David Nakamura and Zachary A. Goldfarb wrote a good piece in The Post today titled "Obama public relations effort aims to avoid 'fiscal cliff'." Actually, the president is on a PR tour to avoid dealing with the issue and to place blame on Republicans when we do go over the cliff.
The White House is nothing if not forthright. Yesterday, White House spokesman Jay Carney said, "I don't think there is a lot of faith that a bunch of people sitting around a table are going to solve problems on behalf of the American people." Well, he's right if one of those people is President Obama. The president doesn't have the desire or the skills to solve the problem by sitting down with other government leaders.
The president's campaign/PR strategy makes sense. The president then has a role to play; on the stump he can taunt Republicans with slogans and shallow rhetoric and not much else. He has not developed enough of a mastery of the details to engage with Congress over the federal budget or economic issues.

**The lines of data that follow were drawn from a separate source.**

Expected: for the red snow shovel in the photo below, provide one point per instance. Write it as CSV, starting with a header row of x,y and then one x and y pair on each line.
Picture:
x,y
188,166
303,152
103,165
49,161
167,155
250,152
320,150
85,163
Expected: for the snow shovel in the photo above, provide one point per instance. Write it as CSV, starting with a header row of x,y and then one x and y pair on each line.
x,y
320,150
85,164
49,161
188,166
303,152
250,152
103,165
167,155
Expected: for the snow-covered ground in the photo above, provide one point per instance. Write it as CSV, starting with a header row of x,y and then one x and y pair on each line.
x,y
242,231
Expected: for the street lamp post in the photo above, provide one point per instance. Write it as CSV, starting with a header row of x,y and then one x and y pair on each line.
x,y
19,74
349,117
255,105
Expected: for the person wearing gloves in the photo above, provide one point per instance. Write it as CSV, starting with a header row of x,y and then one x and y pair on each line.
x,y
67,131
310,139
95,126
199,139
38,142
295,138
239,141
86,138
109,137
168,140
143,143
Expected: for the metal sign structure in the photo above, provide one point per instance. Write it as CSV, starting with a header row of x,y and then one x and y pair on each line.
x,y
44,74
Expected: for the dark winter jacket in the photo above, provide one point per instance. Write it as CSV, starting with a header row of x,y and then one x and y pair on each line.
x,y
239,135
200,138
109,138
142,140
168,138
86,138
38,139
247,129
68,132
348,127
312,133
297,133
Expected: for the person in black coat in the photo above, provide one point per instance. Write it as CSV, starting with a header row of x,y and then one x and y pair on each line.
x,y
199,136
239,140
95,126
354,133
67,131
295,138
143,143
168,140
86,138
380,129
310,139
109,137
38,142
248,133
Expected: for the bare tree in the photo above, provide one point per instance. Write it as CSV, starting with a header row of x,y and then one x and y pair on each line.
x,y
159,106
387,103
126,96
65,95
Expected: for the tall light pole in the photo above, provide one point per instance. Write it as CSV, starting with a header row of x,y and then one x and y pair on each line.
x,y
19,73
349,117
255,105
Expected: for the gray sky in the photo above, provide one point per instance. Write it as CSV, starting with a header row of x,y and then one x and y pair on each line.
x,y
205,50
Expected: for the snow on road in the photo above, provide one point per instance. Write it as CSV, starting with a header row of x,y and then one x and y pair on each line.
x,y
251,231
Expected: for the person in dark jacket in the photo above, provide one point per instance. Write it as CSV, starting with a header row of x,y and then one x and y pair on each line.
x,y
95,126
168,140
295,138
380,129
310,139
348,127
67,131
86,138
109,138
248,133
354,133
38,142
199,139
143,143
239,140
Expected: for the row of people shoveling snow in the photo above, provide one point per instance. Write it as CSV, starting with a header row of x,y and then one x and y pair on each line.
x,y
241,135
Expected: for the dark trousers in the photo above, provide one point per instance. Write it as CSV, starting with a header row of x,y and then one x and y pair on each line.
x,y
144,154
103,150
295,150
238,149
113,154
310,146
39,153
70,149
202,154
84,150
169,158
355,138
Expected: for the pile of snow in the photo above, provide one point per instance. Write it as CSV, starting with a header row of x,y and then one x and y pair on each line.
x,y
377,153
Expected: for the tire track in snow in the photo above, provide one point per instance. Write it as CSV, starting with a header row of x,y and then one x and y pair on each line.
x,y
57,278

The president doesn't really know the leaders of Congress, and he doesn't appear to like them much either. He believes he is the smartest person in any room and there is no point in sitting with his more-limited counterparts. They might actually expose his lack of concern and insincerity, or the Democrats' ambivalence about going over the cliff. The administration's plan to rattle around in public, lamenting the failures and biases of Republicans, will get a lot of reinforcement from the media. And the president will receive plenty of pats on the back when he frowns in faux sadness after we go over the cliff. All this is meant to hide the real reason Washington could very well end up doing nothing; the Democrats will not restrain the growth of entitlement spending. It doesn't fit with their idea of promoting a dependent society and protecting their power by doling out money to those that keep them in office.
There isn't even much news coverage about limiting spending — it's all about Republicans and taxes. The idea of spending restraints on entitlements isn't really part of the debate in the media, not even in the story referenced above.
This is beginning to feel like President Clinton's drubbing of House Speaker Newt Gingrich in the battle over spending that led to the government shutdowns and a debacle for Republicans in late 1995 and into 1996. As long as the story is about Republicans and taxes and the public is led to believe our problems will be solved if we just raise taxes, then Obama has a big advantage. His PR plan to avoid having to agree to any spending restraints and to blame the GOP for protecting the rich could be effective, but it won't save us from a potentially devastating recession.